When you select (via click and drag) and drill down on this spike, and then examine the top SQL, you can find the following major wait events that caused the spike.
There is a Delete statement and an Update statement at the top of the list, and the wait events are Lock:transaction and Lock:tuple. This means the statements are competing with each other waiting for locks.

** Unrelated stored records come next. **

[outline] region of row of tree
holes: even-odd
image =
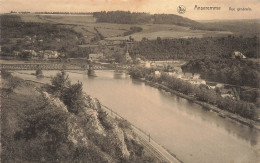
[[[186,95],[194,94],[197,100],[217,105],[222,110],[227,110],[245,118],[257,118],[257,108],[254,104],[245,101],[235,101],[231,98],[223,98],[216,90],[208,89],[205,85],[195,86],[181,79],[168,76],[166,73],[155,76],[151,69],[132,68],[129,72],[133,78],[145,78],[146,80],[163,84]]]
[[[97,22],[116,24],[140,24],[149,23],[151,21],[150,14],[130,11],[94,12],[93,16],[96,18]]]

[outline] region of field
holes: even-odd
[[[260,21],[252,20],[218,20],[218,21],[204,21],[201,22],[207,27],[216,27],[223,30],[229,30],[234,35],[243,37],[259,36]]]
[[[75,31],[82,33],[86,38],[95,35],[94,27],[108,40],[127,40],[129,36],[124,33],[130,31],[130,27],[137,26],[143,30],[131,35],[135,41],[142,40],[146,37],[154,40],[161,38],[189,38],[189,37],[219,37],[232,34],[229,31],[205,31],[191,30],[189,27],[166,25],[166,24],[112,24],[96,23],[92,16],[83,15],[20,15],[25,22],[55,23],[71,26]]]

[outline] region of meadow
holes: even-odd
[[[233,34],[229,31],[206,31],[192,30],[189,27],[177,26],[171,24],[113,24],[98,23],[93,16],[89,15],[36,15],[24,14],[21,16],[24,22],[54,23],[71,26],[76,32],[82,33],[86,38],[95,35],[96,28],[105,39],[108,40],[127,40],[129,36],[135,41],[141,41],[142,38],[154,40],[157,37],[163,38],[191,38],[191,37],[220,37]],[[131,27],[141,27],[141,32],[124,36],[124,33],[130,31]]]

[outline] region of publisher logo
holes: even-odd
[[[186,12],[186,7],[183,5],[180,5],[177,7],[177,11],[179,14],[184,14]]]

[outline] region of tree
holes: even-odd
[[[84,107],[82,83],[76,83],[66,88],[62,94],[62,100],[68,107],[68,111],[79,113]]]
[[[7,84],[6,84],[6,90],[7,93],[11,93],[14,91],[15,88],[17,88],[21,84],[21,79],[18,77],[10,76],[7,79]]]
[[[125,57],[125,55],[123,55],[123,54],[116,54],[115,55],[115,61],[117,62],[117,63],[126,63],[126,57]]]
[[[2,77],[3,79],[8,79],[8,78],[10,78],[11,76],[12,76],[12,75],[11,75],[10,72],[6,71],[5,69],[2,69],[2,70],[1,70],[1,77]]]
[[[69,76],[66,74],[64,70],[53,78],[51,78],[52,89],[59,96],[64,92],[65,88],[70,87]]]
[[[134,42],[134,38],[132,36],[129,36],[129,41]]]
[[[35,75],[36,75],[37,77],[42,77],[42,76],[43,76],[42,70],[38,68],[38,69],[36,70],[36,72],[35,72]]]

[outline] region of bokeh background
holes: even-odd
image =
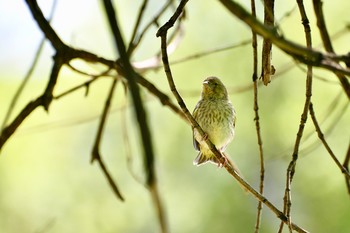
[[[38,1],[46,15],[52,1]],[[115,1],[125,39],[130,38],[142,1]],[[144,24],[165,1],[150,1]],[[249,9],[249,3],[241,1]],[[309,1],[305,6],[313,33],[320,38]],[[324,1],[327,25],[335,50],[349,52],[349,1]],[[52,25],[66,43],[115,59],[115,49],[102,6],[98,1],[59,0]],[[257,1],[261,18],[262,5]],[[32,63],[42,33],[24,1],[0,0],[0,121]],[[276,2],[276,18],[283,35],[304,43],[303,27],[296,3]],[[172,12],[159,20],[166,22]],[[187,4],[185,37],[170,60],[240,43],[251,31],[231,16],[218,1],[190,1]],[[153,56],[160,48],[153,27],[138,48],[133,61]],[[261,43],[261,40],[259,40]],[[259,47],[261,49],[261,46]],[[15,114],[45,88],[54,51],[45,44],[32,78]],[[85,70],[101,71],[77,61]],[[277,48],[273,49],[277,72],[272,82],[259,87],[259,113],[265,154],[265,195],[282,209],[285,175],[291,159],[305,99],[306,74]],[[259,185],[259,154],[253,111],[252,49],[248,44],[172,66],[177,87],[192,111],[198,101],[201,82],[215,75],[230,92],[237,111],[236,138],[227,149],[246,180]],[[285,72],[286,71],[286,72]],[[315,69],[314,108],[325,136],[342,162],[349,143],[348,99],[337,78]],[[145,77],[171,96],[162,69]],[[59,77],[55,94],[87,78],[69,69]],[[98,119],[111,79],[95,82],[85,96],[81,89],[54,101],[49,112],[37,109],[6,143],[0,154],[0,232],[159,232],[149,192],[142,184],[142,150],[132,108],[123,87],[118,86],[112,103],[102,156],[126,201],[117,200],[97,164],[90,164]],[[250,88],[247,88],[250,87]],[[147,91],[143,98],[153,135],[156,170],[162,202],[171,232],[253,232],[257,201],[244,193],[224,169],[213,165],[194,167],[191,128]],[[14,114],[14,115],[15,115]],[[124,118],[126,118],[126,120]],[[124,120],[123,120],[124,119]],[[127,127],[131,153],[125,145]],[[350,232],[350,204],[344,177],[320,145],[311,119],[305,129],[300,158],[292,184],[292,218],[311,232]],[[131,162],[127,162],[128,158]],[[138,177],[137,179],[135,177]],[[141,180],[141,182],[140,182]],[[261,232],[276,232],[279,221],[264,207]],[[287,228],[285,228],[287,231]]]

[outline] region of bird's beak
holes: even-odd
[[[208,80],[205,80],[204,82],[203,82],[203,85],[208,85],[209,84],[209,81]]]

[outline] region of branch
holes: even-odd
[[[256,17],[255,10],[255,0],[251,0],[251,8],[252,15]],[[262,138],[260,133],[260,121],[259,121],[259,104],[258,104],[258,43],[257,43],[257,35],[252,30],[252,47],[253,47],[253,83],[254,83],[254,113],[255,113],[255,129],[258,140],[259,147],[259,159],[260,159],[260,186],[259,192],[261,195],[264,194],[264,179],[265,179],[265,165],[264,165],[264,154],[262,147]],[[262,59],[264,59],[264,54],[262,54]],[[270,59],[270,57],[269,57]],[[262,207],[263,203],[261,201],[258,202],[258,211],[256,215],[256,223],[255,223],[255,233],[259,232],[260,224],[261,224],[261,215],[262,215]]]
[[[26,2],[30,11],[32,12],[32,16],[38,23],[41,31],[45,34],[45,37],[51,42],[51,45],[55,48],[56,51],[63,49],[66,45],[62,42],[62,40],[58,37],[56,32],[45,19],[45,16],[42,13],[37,1],[26,0]]]
[[[154,152],[153,152],[152,137],[148,127],[147,115],[141,101],[139,86],[136,84],[136,80],[135,80],[136,72],[131,66],[129,57],[126,53],[125,44],[120,33],[120,29],[119,29],[119,25],[117,22],[112,1],[103,0],[103,3],[107,14],[108,22],[114,36],[114,42],[118,50],[118,53],[120,55],[120,62],[122,63],[122,67],[125,69],[124,77],[128,80],[128,85],[130,88],[133,104],[135,107],[135,115],[137,118],[137,122],[139,124],[140,135],[143,142],[144,166],[147,172],[147,180],[146,180],[147,186],[150,189],[153,199],[157,200],[157,202],[155,202],[155,205],[157,207],[156,209],[159,217],[159,222],[160,222],[162,232],[165,233],[165,232],[168,232],[168,230],[167,230],[167,223],[164,217],[165,216],[164,209],[163,209],[163,206],[161,205],[161,202],[159,201],[160,198],[159,198],[159,192],[158,192],[157,182],[156,182],[156,174],[154,169]]]
[[[350,143],[348,147],[348,152],[345,155],[345,159],[343,163],[343,167],[348,171],[348,173],[349,173],[349,163],[350,163]],[[350,179],[345,177],[345,183],[346,183],[346,187],[348,188],[348,194],[350,195]]]
[[[53,17],[53,14],[54,14],[55,9],[56,9],[56,3],[57,3],[56,0],[54,0],[53,3],[52,3],[51,12],[50,12],[50,16],[49,16],[48,22],[50,22],[51,19],[52,19],[52,17]],[[6,126],[8,120],[9,120],[10,117],[11,117],[11,114],[12,114],[12,112],[13,112],[13,109],[15,108],[15,106],[16,106],[16,104],[17,104],[17,101],[18,101],[18,99],[19,99],[19,97],[20,97],[20,95],[22,94],[22,91],[23,91],[24,87],[27,85],[27,83],[28,83],[30,77],[32,76],[32,73],[33,73],[33,71],[34,71],[34,68],[36,67],[36,64],[38,63],[39,57],[40,57],[40,55],[41,55],[41,51],[42,51],[42,49],[43,49],[43,47],[44,47],[45,40],[46,40],[45,37],[43,37],[43,38],[41,39],[40,44],[39,44],[39,46],[38,46],[38,49],[37,49],[37,51],[36,51],[36,53],[35,53],[33,62],[32,62],[32,64],[30,65],[30,68],[29,68],[29,70],[27,71],[26,75],[24,76],[24,79],[23,79],[23,81],[21,82],[21,85],[18,87],[18,89],[17,89],[17,91],[16,91],[14,97],[12,98],[12,101],[11,101],[11,103],[10,103],[10,107],[9,107],[9,109],[8,109],[8,111],[7,111],[7,113],[6,113],[5,119],[4,119],[3,123],[2,123],[1,130],[3,130],[4,127]]]
[[[274,27],[275,24],[275,0],[264,1],[264,24],[267,27]],[[255,15],[252,15],[256,18]],[[271,65],[272,43],[269,39],[264,38],[263,49],[261,54],[261,78],[265,85],[271,82],[271,76],[275,74],[275,69]]]
[[[297,3],[298,3],[299,11],[300,11],[301,21],[302,21],[302,24],[304,26],[306,46],[309,49],[311,49],[312,48],[311,29],[310,29],[310,25],[309,25],[309,20],[307,18],[306,12],[305,12],[303,0],[297,0]],[[292,206],[291,183],[292,183],[292,180],[294,177],[295,167],[296,167],[297,160],[298,160],[299,146],[300,146],[301,138],[303,137],[305,124],[307,121],[309,105],[311,103],[311,96],[312,96],[312,65],[309,64],[307,66],[307,74],[306,74],[305,103],[304,103],[303,112],[301,114],[301,119],[300,119],[299,129],[297,132],[297,137],[295,139],[292,160],[290,161],[288,168],[287,168],[286,189],[285,189],[285,194],[284,194],[283,213],[289,219],[288,227],[289,227],[290,232],[292,232],[292,221],[291,221],[291,216],[290,216],[291,206]],[[283,229],[283,222],[281,222],[278,232],[282,232],[282,229]]]
[[[103,134],[103,130],[104,130],[104,126],[106,124],[106,119],[109,113],[109,109],[111,106],[111,101],[113,98],[113,93],[115,90],[117,84],[117,80],[114,79],[113,83],[111,85],[111,89],[109,91],[109,94],[107,96],[106,99],[106,103],[105,106],[103,108],[103,112],[101,115],[101,119],[100,119],[100,124],[98,126],[98,130],[97,130],[97,134],[96,134],[96,139],[95,139],[95,143],[92,149],[92,154],[91,154],[91,163],[93,163],[95,160],[98,161],[98,164],[100,165],[102,172],[104,173],[105,177],[108,180],[108,183],[110,184],[114,194],[117,196],[118,199],[120,199],[121,201],[124,201],[124,198],[122,196],[122,194],[120,193],[117,184],[115,183],[115,181],[113,180],[112,176],[110,175],[110,173],[107,170],[106,165],[104,164],[102,158],[101,158],[101,154],[100,154],[100,143],[101,143],[101,139],[102,139],[102,134]]]
[[[134,49],[137,46],[137,43],[134,43],[134,40],[136,38],[137,30],[140,27],[140,23],[141,23],[143,15],[145,13],[145,9],[147,7],[147,4],[148,4],[148,0],[143,0],[143,3],[141,5],[141,7],[140,7],[140,10],[139,10],[139,13],[138,13],[138,16],[137,16],[137,20],[136,20],[136,23],[135,23],[135,26],[134,26],[134,30],[133,30],[132,35],[131,35],[131,39],[130,39],[130,43],[129,43],[129,46],[128,46],[128,50],[127,50],[127,54],[128,54],[129,57],[130,57],[131,53],[134,51]]]
[[[188,2],[188,0],[182,0],[180,2],[179,6],[177,7],[175,13],[173,14],[173,16],[157,32],[157,37],[161,38],[162,60],[163,60],[163,65],[164,65],[164,71],[165,71],[165,74],[167,76],[170,89],[171,89],[172,93],[174,94],[176,100],[178,101],[178,104],[181,107],[182,111],[184,112],[184,114],[186,115],[188,120],[190,121],[192,127],[195,128],[199,132],[199,134],[205,139],[205,142],[207,143],[209,149],[214,153],[216,158],[219,161],[221,161],[222,164],[224,164],[223,166],[225,167],[227,172],[231,176],[233,176],[251,194],[253,194],[253,196],[255,198],[257,198],[259,201],[264,203],[268,208],[270,208],[279,219],[281,219],[282,221],[287,223],[289,221],[288,218],[281,211],[279,211],[271,202],[269,202],[263,195],[261,195],[259,192],[257,192],[244,179],[242,179],[242,177],[236,172],[236,170],[232,167],[232,165],[230,163],[225,162],[225,158],[223,158],[221,153],[215,148],[215,146],[208,139],[208,137],[204,137],[203,130],[200,128],[200,126],[195,121],[195,119],[193,118],[191,113],[188,111],[185,102],[183,101],[182,97],[180,96],[180,94],[178,93],[178,91],[176,89],[176,86],[175,86],[175,83],[174,83],[174,80],[172,77],[170,65],[169,65],[167,50],[166,50],[166,48],[167,48],[167,45],[166,45],[167,32],[174,25],[175,21],[180,16],[180,14],[183,11],[187,2]],[[298,225],[296,225],[294,223],[292,223],[291,225],[292,225],[292,228],[298,232],[307,232],[306,230],[300,228]]]
[[[22,124],[22,122],[39,106],[43,105],[43,96],[38,97],[34,101],[30,101],[22,111],[17,115],[17,117],[2,131],[0,135],[0,150],[6,141],[13,135],[17,128]]]
[[[220,0],[220,2],[236,17],[246,23],[254,32],[260,36],[270,39],[271,42],[293,58],[312,66],[322,67],[350,76],[350,69],[340,66],[337,62],[350,60],[350,55],[338,56],[332,53],[322,53],[308,47],[301,46],[283,38],[275,28],[267,27],[248,13],[241,5],[231,0]],[[343,89],[350,98],[350,88],[343,86]]]
[[[331,42],[331,38],[328,34],[328,30],[326,27],[326,22],[323,16],[323,9],[322,9],[322,2],[320,0],[313,0],[312,1],[313,6],[314,6],[314,11],[317,19],[317,27],[320,31],[323,46],[326,49],[327,52],[334,54],[334,49],[333,45]],[[346,64],[349,64],[346,62]],[[339,63],[338,63],[339,65]],[[342,87],[344,88],[345,92],[350,92],[350,84],[347,78],[345,77],[344,74],[341,73],[335,73],[336,76],[338,77],[340,83],[342,84]],[[349,97],[349,95],[348,95]]]
[[[6,141],[14,134],[17,128],[22,122],[38,107],[42,106],[46,111],[49,109],[49,105],[53,99],[53,89],[56,85],[57,77],[60,69],[62,68],[62,60],[58,56],[55,56],[55,62],[53,64],[50,79],[46,86],[44,93],[39,96],[36,100],[29,102],[22,111],[15,117],[15,119],[6,126],[0,135],[0,150],[6,143]]]
[[[321,130],[321,127],[319,126],[319,124],[317,122],[316,114],[315,114],[314,107],[313,107],[312,103],[310,103],[309,110],[310,110],[310,116],[311,116],[312,122],[314,123],[314,126],[315,126],[315,129],[316,129],[318,138],[321,140],[321,142],[323,143],[324,147],[328,151],[329,155],[332,157],[332,159],[334,160],[335,164],[339,167],[340,171],[344,174],[345,179],[350,180],[349,171],[339,162],[339,160],[337,159],[337,157],[333,153],[332,149],[328,145],[326,139],[324,138],[324,134],[323,134],[323,132]]]

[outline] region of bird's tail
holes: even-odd
[[[211,162],[219,166],[219,160],[213,156],[205,156],[202,152],[199,152],[197,157],[193,160],[193,165],[200,166],[206,164],[207,162]]]

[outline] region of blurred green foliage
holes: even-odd
[[[129,38],[140,2],[116,1],[126,38]],[[41,4],[45,8],[47,3]],[[59,1],[53,21],[62,39],[75,47],[115,58],[104,13],[97,3],[77,1],[70,4],[70,1]],[[81,12],[79,8],[83,4],[86,5],[86,12],[76,17],[76,12]],[[257,4],[261,16],[261,3]],[[290,16],[283,17],[295,4],[277,3],[276,18],[283,18],[280,28],[287,38],[304,43],[297,9]],[[320,39],[313,9],[311,3],[305,4],[314,44],[317,45]],[[150,19],[155,10],[160,8],[158,1],[151,1],[150,5],[146,19]],[[2,13],[7,7],[12,10],[19,7],[23,14],[13,14],[12,17],[0,14],[2,22],[5,22],[3,17],[13,19],[0,26],[0,30],[11,32],[2,38],[1,45],[6,47],[2,47],[4,52],[0,55],[1,121],[41,36],[24,2],[9,5],[1,2]],[[324,7],[330,33],[344,28],[345,23],[348,23],[350,2],[325,1]],[[170,14],[166,14],[160,23],[165,22]],[[190,1],[186,17],[185,38],[170,56],[171,61],[240,43],[251,36],[249,28],[215,1]],[[12,25],[11,30],[8,25]],[[26,27],[31,32],[24,37],[23,33],[28,30]],[[136,60],[148,58],[159,49],[160,40],[155,38],[156,30],[154,27],[147,34],[145,42],[137,50]],[[349,37],[347,32],[335,41],[339,53],[348,52]],[[16,113],[29,100],[41,94],[51,68],[50,56],[52,50],[47,45],[15,109]],[[86,66],[80,65],[86,69]],[[259,114],[266,158],[265,196],[282,209],[286,169],[305,99],[306,74],[276,48],[273,50],[273,65],[277,69],[275,78],[269,86],[259,88]],[[279,75],[290,65],[292,68],[288,72]],[[92,70],[96,69],[99,68]],[[251,46],[189,60],[173,65],[172,69],[177,87],[191,111],[206,76],[220,77],[231,90],[230,98],[236,108],[238,121],[236,138],[227,152],[248,182],[257,188],[260,171],[253,92],[251,88],[237,91],[252,83]],[[326,133],[326,139],[342,161],[350,135],[349,111],[346,111],[348,100],[341,95],[336,99],[336,104],[333,103],[342,91],[336,77],[318,69],[315,73],[326,79],[314,79],[312,101],[315,111],[323,129],[336,123]],[[146,78],[171,96],[162,70],[149,72]],[[55,93],[59,94],[84,81],[86,77],[65,69],[60,75]],[[37,109],[4,146],[0,154],[0,232],[159,232],[151,197],[131,174],[143,177],[142,150],[132,108],[121,111],[130,99],[125,96],[121,85],[113,99],[101,153],[126,199],[125,203],[115,198],[98,165],[90,164],[98,119],[110,83],[111,80],[103,78],[90,87],[87,97],[82,89],[54,101],[49,113]],[[257,201],[242,192],[237,182],[223,169],[212,165],[194,167],[192,160],[196,152],[192,147],[190,126],[147,91],[143,92],[143,97],[155,143],[161,198],[171,232],[253,232]],[[340,115],[342,109],[345,109],[345,113]],[[122,125],[125,124],[122,114],[127,117],[132,172],[128,168],[122,134]],[[305,135],[313,132],[314,127],[309,119]],[[350,204],[344,177],[315,134],[303,141],[301,149],[313,144],[317,146],[311,151],[302,150],[298,160],[292,184],[293,221],[311,232],[349,232]],[[264,207],[261,232],[276,232],[278,225],[277,218]]]

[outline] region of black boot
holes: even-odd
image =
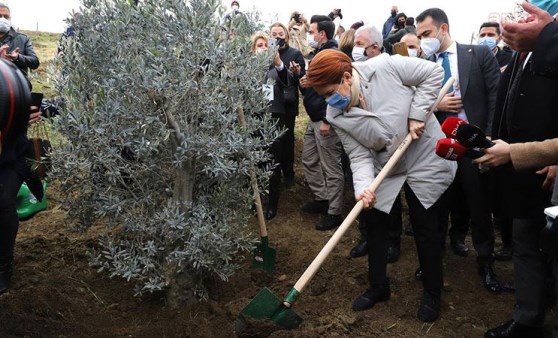
[[[484,287],[491,293],[498,294],[502,291],[502,285],[494,273],[492,263],[479,263],[479,275],[482,278]]]
[[[427,291],[422,292],[422,300],[417,312],[417,317],[421,322],[433,322],[440,316],[441,292]]]
[[[495,327],[486,331],[484,334],[486,338],[497,338],[497,337],[507,337],[507,338],[542,338],[543,329],[540,327],[533,327],[520,324],[515,320],[508,320],[501,326]]]
[[[364,311],[372,308],[378,302],[385,302],[391,296],[389,282],[372,285],[358,296],[353,302],[353,310]]]
[[[0,295],[8,291],[10,280],[12,278],[12,264],[0,266]]]

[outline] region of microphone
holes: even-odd
[[[442,123],[442,131],[447,137],[455,138],[457,136],[457,128],[462,124],[468,124],[468,122],[458,117],[448,117]]]
[[[449,161],[457,161],[464,157],[479,158],[484,153],[480,150],[466,148],[453,138],[443,138],[436,143],[436,155]]]
[[[472,124],[459,125],[455,136],[467,148],[490,148],[494,145],[494,142],[486,138],[482,129]]]

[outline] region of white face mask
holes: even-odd
[[[314,35],[308,34],[308,36],[306,37],[306,41],[308,42],[308,45],[310,47],[318,48],[318,42],[316,40],[314,40]]]
[[[442,43],[438,40],[438,35],[440,35],[441,30],[438,30],[438,34],[434,38],[422,38],[420,40],[420,48],[427,56],[432,56],[434,53],[440,50]]]
[[[416,49],[408,49],[409,56],[412,58],[416,58],[418,56],[418,51]]]
[[[366,55],[364,55],[364,50],[366,48],[364,47],[353,47],[353,52],[351,53],[353,56],[353,60],[355,60],[355,62],[361,62],[361,61],[366,61],[368,60],[368,57]]]
[[[12,27],[12,22],[6,18],[0,18],[0,32],[6,33]]]
[[[235,12],[238,11],[238,5],[232,5],[231,8],[232,8],[232,10],[235,11]]]

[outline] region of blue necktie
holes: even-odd
[[[438,57],[442,58],[442,68],[444,68],[444,81],[442,82],[442,86],[443,86],[451,77],[451,68],[449,63],[448,52],[443,52]],[[451,93],[452,91],[453,91],[453,85],[448,90],[448,93]]]

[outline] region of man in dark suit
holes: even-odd
[[[427,9],[417,16],[417,36],[421,38],[423,52],[444,68],[445,78],[453,76],[457,80],[453,91],[438,105],[436,117],[440,123],[455,116],[479,126],[490,135],[500,79],[498,63],[490,49],[456,43],[450,36],[448,17],[439,8]],[[478,272],[484,286],[490,292],[498,293],[501,286],[493,269],[494,226],[484,176],[471,159],[458,161],[457,175],[450,188],[450,240],[456,254],[467,255],[465,225],[470,218]],[[440,217],[441,226],[447,226],[447,218],[448,210]]]
[[[558,137],[558,23],[551,16],[558,9],[540,2],[539,6],[546,11],[524,2],[529,21],[502,25],[504,41],[518,53],[502,74],[492,135],[508,143]],[[545,280],[549,260],[555,257],[540,251],[539,240],[554,167],[520,172],[508,163],[491,171],[496,180],[494,200],[501,202],[505,216],[513,218],[516,302],[512,319],[488,330],[485,337],[543,337],[550,298]],[[554,330],[556,337],[557,327]]]

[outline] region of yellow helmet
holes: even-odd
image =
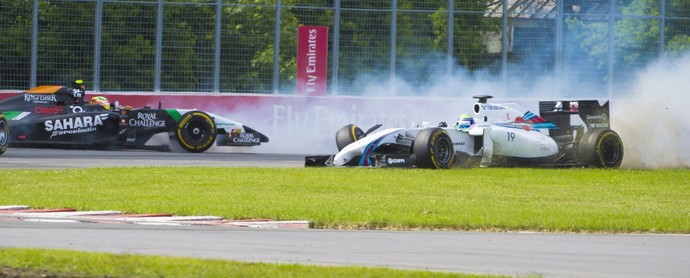
[[[91,102],[89,104],[95,104],[95,105],[100,105],[105,108],[105,110],[110,110],[110,102],[108,102],[108,99],[102,96],[95,96],[91,98]]]

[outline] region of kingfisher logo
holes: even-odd
[[[55,95],[35,95],[35,94],[24,94],[24,101],[30,103],[49,103],[56,102]]]
[[[96,131],[96,127],[102,126],[103,121],[108,118],[108,114],[99,114],[95,116],[81,116],[74,118],[65,118],[58,120],[45,121],[45,130],[52,132],[50,139],[55,136],[81,134]]]

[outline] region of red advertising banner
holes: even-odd
[[[327,70],[328,27],[297,27],[297,94],[325,96]]]

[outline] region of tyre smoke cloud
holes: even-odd
[[[602,80],[569,79],[568,70],[560,78],[553,74],[510,78],[509,85],[495,74],[462,70],[453,75],[427,72],[429,78],[421,84],[388,74],[361,75],[352,82],[356,89],[342,89],[340,94],[268,98],[251,110],[236,109],[231,119],[257,128],[271,141],[233,151],[333,154],[335,132],[344,125],[356,124],[363,130],[377,123],[384,124],[382,128],[411,127],[423,121],[450,125],[460,114],[472,113],[473,95],[489,94],[495,102],[516,102],[533,112],[538,111],[539,100],[610,100],[611,128],[625,148],[622,167],[690,168],[690,120],[685,115],[690,107],[690,53],[661,58],[625,84],[614,84],[612,99]]]
[[[629,94],[611,108],[625,147],[622,167],[690,168],[690,53],[638,72]]]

The application would need to be modified to prevent this happening.
Note that while AWS Performance Insights does give a good overview, knowing what to do with the metric information obviously requires some performance tuning expertise on part of the DBA. No advice on tuning is provided by the AWS Performance Insights console itself, as we have seen in the case of the Diagnostics/Tuning pack of Oracle Enterprise Manager. But it is a good start nevertheless, especially because AWS Performance Insights is meant to be database agnostic in the future, and the other plus point is that the usage license is included in the RDS subscription .
In conclusion, there are quite a number of benefits to using Amazon Aurora with PostgreSQL compatibility, and it does keep getting better. Now all we need is a way to scale writes across the database replicas, and make them active-active – perhaps in the future. Likewise for the new Performance Insights, which seems to be a solid foundation that can be built on with more enhancements – possibly expert advice and automated database tuning; as seen in other more powerful products like Oracle Enterprise Manager.
We have now completed this article series. Hope you found it useful. The next article series will be based on an even more interesting implementation of PostgreSQL, namely EnterpriseDB's EDB Postgres Advanced Server. And this implementaion seems to be even more Oracle compatible and enterprise-ready. Wait for it.
(Disclaimer: The views expressed in this article are the author’s own views and do not reflect the views of Amazon Web Services (AWS) or Oracle Corporation. The author has written this article as an independent, unbiased cloud architect/consultant. The information in this article is from AWS public presentations.)